Oh man! This stuff was good! Soooo much better than the canned stuff. Wow! You need to make this!


The Menu:
Tomato Soup



The Original Recipe:
This came from A Year of Crockpotting. All my kids ate it with their grilled cheese. It was just GOOD!


Retaurant-Quality Crockpot Tomato Soup
--3 lbs of vine-ripened tomatoes
--1 med onion, chopped
--2 cups tomato juice
--1 cup cooking sherry
--3 T granulated white sugar
--1 gluten-free chicken boullion cube
--2 T chopped fresh basil
to add later:
--2 cups heavy cream
--salt and pepper to taste
optional:
sour cream and/or Parmesan cheese for garnish

The Directions.
Use a 5-6 quart crockpot for this soup.Wash all of your tomatoes, and cut them in quarters.
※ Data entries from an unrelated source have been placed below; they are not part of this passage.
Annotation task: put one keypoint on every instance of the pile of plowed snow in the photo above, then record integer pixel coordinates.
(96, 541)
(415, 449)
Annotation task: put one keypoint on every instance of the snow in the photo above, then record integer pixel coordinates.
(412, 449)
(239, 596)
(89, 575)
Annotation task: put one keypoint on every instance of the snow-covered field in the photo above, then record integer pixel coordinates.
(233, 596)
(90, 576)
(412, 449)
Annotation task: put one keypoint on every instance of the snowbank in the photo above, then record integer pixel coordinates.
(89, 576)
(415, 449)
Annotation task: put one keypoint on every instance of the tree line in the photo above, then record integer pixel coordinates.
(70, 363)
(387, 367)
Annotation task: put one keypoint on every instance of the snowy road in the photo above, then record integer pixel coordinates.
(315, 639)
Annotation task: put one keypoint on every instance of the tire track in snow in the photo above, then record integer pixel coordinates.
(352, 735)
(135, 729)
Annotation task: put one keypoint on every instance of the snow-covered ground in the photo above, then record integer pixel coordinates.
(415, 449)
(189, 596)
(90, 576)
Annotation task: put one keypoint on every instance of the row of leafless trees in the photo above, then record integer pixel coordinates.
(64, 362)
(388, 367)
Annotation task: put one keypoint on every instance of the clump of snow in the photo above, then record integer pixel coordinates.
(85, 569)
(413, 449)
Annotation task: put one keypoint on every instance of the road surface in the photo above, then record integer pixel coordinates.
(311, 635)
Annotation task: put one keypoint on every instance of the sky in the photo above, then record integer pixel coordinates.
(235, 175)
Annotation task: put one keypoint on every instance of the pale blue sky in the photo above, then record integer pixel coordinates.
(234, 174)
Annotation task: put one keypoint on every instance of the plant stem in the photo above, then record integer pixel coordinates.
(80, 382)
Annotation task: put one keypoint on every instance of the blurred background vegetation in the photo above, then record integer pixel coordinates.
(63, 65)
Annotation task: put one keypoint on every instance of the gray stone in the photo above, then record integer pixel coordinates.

Nope, we're not going to peel the tomatoes, yay! To save your counter top from tomato gook, put your cutting board on a cookie sheet with sides. The juice will then stay inside the cookie sheet.Put all the tomatoes in your crockpot.Chop up the onion, and add it. Cover with the tomato juice and sherry, and drop in the boullion cube. Stir in the sugar and chopped basil.Cover and cook on low for 6-8 hours.If you'd like your soup to have chunks, go ahead and stir in the cream. If you'd prefer a chunk-free soup, CAREFULLY use an immersible blender to soupify, or blend in small batches in a traditional blender. Then stir in the heavy cream.Eat. Smile.


The Way I Made It My Own:
I have never made this before, and I don't like to change a recipe the first time I make it, but I had canned tomatoes, so I used them! I did other stuff, too. I didn't add basil, because in my opinion I would feel like it would taste like pizza sauce...


Home Made Tomato Soup

2 1/2 quarts Home Made canned tomatoes (10 cups)
1/2 quart tomato juice (2 cups)
1 medium onion, chopped fine
1 cup cooking sherry
3 tbls. granulated white sugar
1 tsp. salt free chicken bullion cube
To Add Later:
2 cups milk
2 tablespoons cornstartch

The Directions.
Use a 5-6 quart crockpot for this soup.
Put all the tomatoes in your crockpot.Chop up the onion, and add it. Cover with the tomato juice and sherry, and drop in the boullion cube. Stir in the sugar. Cover and cook on low for 6-8 hours. Whisk the milk and cornstartch together. If you'd like your soup to have chunks, go ahead and stir in the milk mixture. If you'd prefer a chunk-free soup, CAREFULLY use an immersible blender to soupify, or blend in small batches in a traditional blender. Then stir in the milk mixture.